Você pode se sentir esquecido: quando um irmão morre, você pode perder temporariamente um pouco dos pais, que provavelmente estarão consumidos pela tristeza da perda do filho. Pais enlutados não são maus pais, porém eles ficam menos disponíveis, especialmente nos primeiros tempos do luto, tamanha é a dor e sofrimento a que estão submetidos. Neste processo você pode pensar que só havia amor pelo seu irmão, já que sua presença não é suficiente para devolver a alegria de seus pais. É importante saber que nos primeiros tempos de luto, a tristeza pode ofuscar a alegria, por maior que seja a felicidade, mas saiba também que são os vínculos com a vida, com os outros filhos, com o cuidado deles, que muitas vezes funcionam como a mola propulsora da melhora, mesmo que isso não fique evidente para você.
O que orientamos? Se você estiver se sentindo “esquecido”, procure conversar com seus pais sobre seus sentimentos e propor que eles possam ampliar um pouco a convivência com você. Recorra também a parentes por quem você se sente amado, quando seus pais não puderem lhe dar o suporte que você necessita.

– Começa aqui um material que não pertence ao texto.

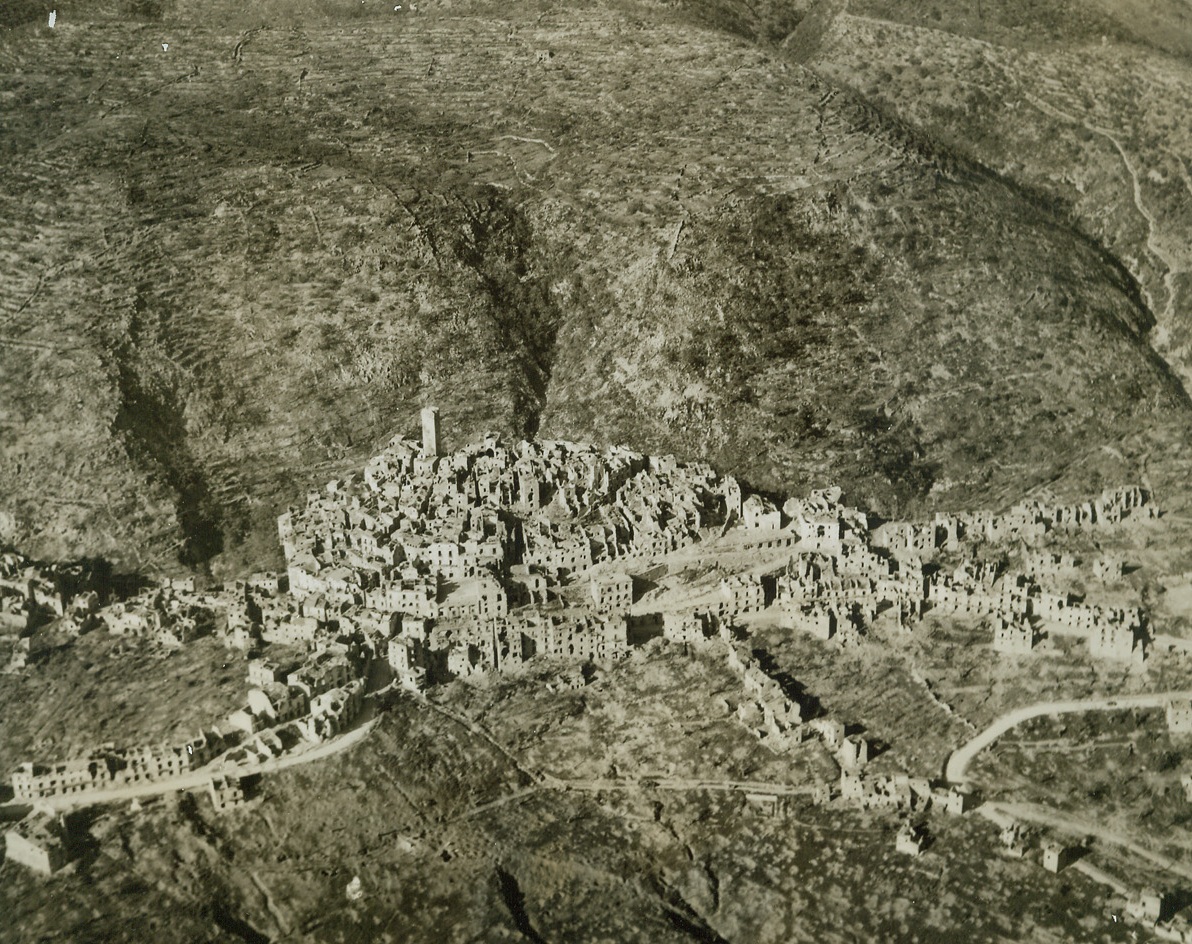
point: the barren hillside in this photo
(242, 248)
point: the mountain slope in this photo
(247, 246)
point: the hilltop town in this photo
(432, 566)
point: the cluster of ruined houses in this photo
(454, 564)
(310, 697)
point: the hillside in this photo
(1082, 104)
(243, 248)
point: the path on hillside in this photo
(1074, 825)
(956, 766)
(198, 778)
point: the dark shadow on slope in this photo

Você pode sentir que há pouco espaço para o seu luto: Se você perdeu um irmão, seus pais perderam um filho e, em geral os cuidados maiores da sociedade acabam se voltando mais para o luto dos pais, exceto quando a perda ocorre na infância. Não há como mensurar as dores de perder um filho ou perder um irmão, ambas merecem serem acolhidas, mas de formas distintas, tal como elas são. Aos filhos sobreviventes, pode caber a difícil missão de “cuidar” dos pais em luto, mesmo que eles mesmos estejam feridos internamente. Não é incomum encontrar um adulto que encobriu sua dor e adiou seu luto por anos, para poupar seus pais, já entristecidos pela perda do filho.
O que orientamos? Saiba que seu luto também merece espaço, não tente medir as dores, desqualificando a sua. Aceite seu luto, expresse seus sentimentos e, se necessário, busque ajuda.
Ana e Lélia são psicólogas especialistas em luto e família, fundadoras do Centro Maiêutica de Psicologia e autoras do baralho Ressignificando Perdas e luto, Editora Vetor.